There is something wrong with number one, just as much as there is something wrong with the description of pastors needing pizazz and worship needing flare. If they are merely for your entertainment and not for encouraging your worship and praise experience, then you are missing the point.
All the scenes mentioned, in most cases, are meant for one thing: to draw attention to the glory of God through a meaningful praise and worship experience. That’s it!
Hymns, choirs, hipster worship bands, and fancy pastors or pastors in skinny jeans are not there for your pleasure, but for God’s glory!
When we look at these things as we do a movie, we have created our church going experience into nothing more than an hour of making us happy.
If we aren’t satisfied, then we move on to the next show, which could lead us to miss out on a plot twist, storyline shift, or a great new character that gets introduced into the story.
If we choose to look at worship as a “what am I getting out of this?” as opposed to a “What am I giving into this?” mentality, then we are robbing God of ourselves.
God is not here for our entertainment, although when you walk with Him you will be entertained. He is not here to appeal to our emotions, although when you live for Him your emotions will be moved. He is not here to give us what we want when we want it, although when you seek Him He will give you what you need when you need it.

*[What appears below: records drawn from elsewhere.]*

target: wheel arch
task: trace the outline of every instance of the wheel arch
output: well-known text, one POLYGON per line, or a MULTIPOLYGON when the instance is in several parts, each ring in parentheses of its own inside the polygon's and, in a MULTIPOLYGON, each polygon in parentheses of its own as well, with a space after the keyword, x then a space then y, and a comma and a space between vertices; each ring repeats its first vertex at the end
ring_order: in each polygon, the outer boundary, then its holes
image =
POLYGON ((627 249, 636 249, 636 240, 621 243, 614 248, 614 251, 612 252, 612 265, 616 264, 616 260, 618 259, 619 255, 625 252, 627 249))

The movie I watched was good, but not one I will watch over and over again. However, church should be a place we want to be over and over again whether the music is good all the time or not, the pastor preaches well all the time or not, or whether or not we get the same emotional/spiritual arousal every time.
May we go to church to be refilled and refueled by the power of God, not the power of a preacher or choir. May we go to church to be enthralled by the wonder and glory of our Creator, not a building that was made by man. May we be excited to grow in faith all the time, even if the setting isn’t what we were anticipating.
Peace and blessings friends.

QUESTION: What does your church do well that keeps you coming?